Budget director Mick Mulvaney had said the president would sign the bill and Republican House Speaker Paul Ryan said Mr Trump was supportive.

Congress has already left for a two-week recess. Earlier on Friday morning, the Senate gave final approval of the bill before funding for the government expires at midnight.

The Senate passage shortly after midnight averted a third federal shutdown this year, an outcome both parties wanted to avoid.

But in crafting a sweeping deal that busts budget caps, they have stirred conservative opposition and set the contours for the next funding fight ahead of the midterm elections.

The House easily approved the measure on Thursday, 256-167, a bipartisan tally that underscored the popularity of the compromise, which funds the government through September.

It beefs up military and domestic programmes, delivering federal funds to every corner of the country.

But action stalled in the Senate, as conservatives ran the clock in protest.

Once the opponents relented, the Senate began voting, clearing the package by a 65-32 vote a full day before Friday's midnight deadline to fund the government.

The omnibus spending bill was supposed to be an antidote to the stopgap measures Congress has been forced to pass - five in this fiscal year alone - to keep government temporarily running amid partisan fiscal disputes.

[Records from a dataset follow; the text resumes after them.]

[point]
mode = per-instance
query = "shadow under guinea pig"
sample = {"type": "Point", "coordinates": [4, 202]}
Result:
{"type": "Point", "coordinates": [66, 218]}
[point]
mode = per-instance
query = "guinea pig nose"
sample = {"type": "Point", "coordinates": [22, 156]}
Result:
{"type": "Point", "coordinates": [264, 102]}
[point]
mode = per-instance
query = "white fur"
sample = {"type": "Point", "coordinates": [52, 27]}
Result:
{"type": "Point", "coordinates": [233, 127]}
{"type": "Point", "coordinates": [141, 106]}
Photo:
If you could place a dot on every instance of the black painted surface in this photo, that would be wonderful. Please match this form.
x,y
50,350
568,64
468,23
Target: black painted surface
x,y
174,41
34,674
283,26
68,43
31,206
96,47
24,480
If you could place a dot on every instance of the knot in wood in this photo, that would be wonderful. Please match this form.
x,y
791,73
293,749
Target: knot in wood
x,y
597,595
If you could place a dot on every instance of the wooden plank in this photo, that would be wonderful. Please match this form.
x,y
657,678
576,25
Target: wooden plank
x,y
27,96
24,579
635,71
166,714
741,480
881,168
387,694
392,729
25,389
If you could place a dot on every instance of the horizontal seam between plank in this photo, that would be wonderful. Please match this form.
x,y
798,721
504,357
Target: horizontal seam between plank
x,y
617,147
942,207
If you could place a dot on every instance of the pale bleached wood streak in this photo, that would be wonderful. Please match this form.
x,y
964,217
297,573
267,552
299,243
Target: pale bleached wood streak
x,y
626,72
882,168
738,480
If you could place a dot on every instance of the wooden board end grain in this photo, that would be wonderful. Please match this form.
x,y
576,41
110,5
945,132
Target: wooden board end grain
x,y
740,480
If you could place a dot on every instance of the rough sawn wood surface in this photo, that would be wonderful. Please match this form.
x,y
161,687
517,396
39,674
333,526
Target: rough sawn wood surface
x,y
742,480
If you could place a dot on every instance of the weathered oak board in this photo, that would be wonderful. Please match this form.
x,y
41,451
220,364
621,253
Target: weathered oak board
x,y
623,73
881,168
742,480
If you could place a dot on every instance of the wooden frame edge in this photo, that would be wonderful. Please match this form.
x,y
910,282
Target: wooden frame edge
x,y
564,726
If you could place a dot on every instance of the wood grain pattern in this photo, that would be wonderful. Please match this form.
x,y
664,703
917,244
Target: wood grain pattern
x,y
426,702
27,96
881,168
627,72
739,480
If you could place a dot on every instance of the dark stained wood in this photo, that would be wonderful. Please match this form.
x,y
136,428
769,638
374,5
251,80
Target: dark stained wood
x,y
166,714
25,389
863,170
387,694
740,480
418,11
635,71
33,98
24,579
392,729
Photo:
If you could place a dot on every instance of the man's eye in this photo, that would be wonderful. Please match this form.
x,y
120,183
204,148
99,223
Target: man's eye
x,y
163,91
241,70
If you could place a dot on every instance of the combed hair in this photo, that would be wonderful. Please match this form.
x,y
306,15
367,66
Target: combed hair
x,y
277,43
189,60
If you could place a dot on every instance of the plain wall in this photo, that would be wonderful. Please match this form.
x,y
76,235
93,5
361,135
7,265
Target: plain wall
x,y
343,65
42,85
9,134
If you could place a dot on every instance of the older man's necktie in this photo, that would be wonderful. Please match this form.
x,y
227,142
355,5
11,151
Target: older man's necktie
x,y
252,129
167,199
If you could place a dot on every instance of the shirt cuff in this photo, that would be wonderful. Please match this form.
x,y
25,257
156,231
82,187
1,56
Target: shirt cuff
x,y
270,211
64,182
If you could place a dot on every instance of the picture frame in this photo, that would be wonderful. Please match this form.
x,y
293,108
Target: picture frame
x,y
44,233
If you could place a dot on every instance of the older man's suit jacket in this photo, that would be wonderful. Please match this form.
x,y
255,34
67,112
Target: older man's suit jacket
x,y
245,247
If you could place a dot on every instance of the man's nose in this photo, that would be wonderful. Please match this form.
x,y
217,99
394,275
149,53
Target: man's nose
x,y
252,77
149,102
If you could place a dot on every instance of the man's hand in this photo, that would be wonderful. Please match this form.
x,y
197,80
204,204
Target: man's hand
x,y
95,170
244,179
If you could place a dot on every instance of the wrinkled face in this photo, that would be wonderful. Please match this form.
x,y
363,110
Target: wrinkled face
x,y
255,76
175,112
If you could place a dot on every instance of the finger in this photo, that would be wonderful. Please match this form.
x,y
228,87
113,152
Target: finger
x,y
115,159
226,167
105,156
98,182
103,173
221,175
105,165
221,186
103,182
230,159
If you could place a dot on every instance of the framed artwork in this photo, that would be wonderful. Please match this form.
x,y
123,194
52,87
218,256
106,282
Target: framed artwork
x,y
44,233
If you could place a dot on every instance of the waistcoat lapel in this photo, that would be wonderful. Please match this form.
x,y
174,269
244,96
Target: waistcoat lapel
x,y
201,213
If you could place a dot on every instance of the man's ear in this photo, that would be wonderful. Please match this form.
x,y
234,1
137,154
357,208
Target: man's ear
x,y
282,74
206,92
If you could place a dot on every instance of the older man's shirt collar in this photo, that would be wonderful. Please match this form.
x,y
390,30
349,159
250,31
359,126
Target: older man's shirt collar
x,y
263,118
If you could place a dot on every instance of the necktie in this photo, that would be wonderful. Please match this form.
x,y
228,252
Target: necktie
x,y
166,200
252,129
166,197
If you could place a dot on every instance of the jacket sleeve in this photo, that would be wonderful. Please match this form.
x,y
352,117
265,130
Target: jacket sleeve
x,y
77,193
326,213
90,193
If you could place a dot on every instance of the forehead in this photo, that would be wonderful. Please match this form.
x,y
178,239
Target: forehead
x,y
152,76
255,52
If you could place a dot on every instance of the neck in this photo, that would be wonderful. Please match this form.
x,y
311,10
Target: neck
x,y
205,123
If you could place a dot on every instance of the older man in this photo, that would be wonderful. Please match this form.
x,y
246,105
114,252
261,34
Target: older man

Leaders delivered on Mr Trump's top priorities of boosting Pentagon coffers and starting work on his promised border wall, while compromising with Democrats on funds for road building, childcare development, fighting the opioid crisis and more.

But the result has been unimaginable to many Republicans after campaigning on spending restraints and balanced budgets.

Along with the recent tax cuts law, the bill that stood a foot tall at some politicians' desks ushers in the return of $1tn deficits.

Mr Trump only reluctantly backed the bill he would have to sign, according to Republican politicians and aides, who acknowledged the deal involved necessary trade-offs for the Democratic votes that were needed for passage despite their majority lock on Congress.

"Obviously he doesn't like this process - it's dangerous to put it up to the 11th hour like this," said Senator David Perdue, who opposed the bill and speaks regularly to Mr Trump.

"The president, and our leadership and the leadership in the House got together and said, 'Look, we don't like what the Democrats are doing, we got to fund the government'."

White House legislative director Marc Short framed it as a compromise.

"I can't sit here and tell you and your viewers that we love everything in the bill," he said on Fox. "But we think that we got many of our priorities funded."

In all, 90 House Republicans, including many from the conservative House Freedom Caucus, voted against the bill, as did two dozen Republicans in the Senate.

It was a sign of the entrenched divisions that have made the leadership's job controlling the majority difficult and they are likely to be repeated in the next budget battle in the autumn.

Democrats faced their own divisions, particularly after failing to resolve the stalemate over shielding young Dreamer immigrants from deportation as Mr Trump's decision to end the Deferred Action for Childhood Arrivals programme has left it for the courts to decide.

Instead, Mr Trump won $1.6bn to begin building and replacing segments of the wall along the border with Mexico. The Congressional Hispanic Caucus opposed the bill.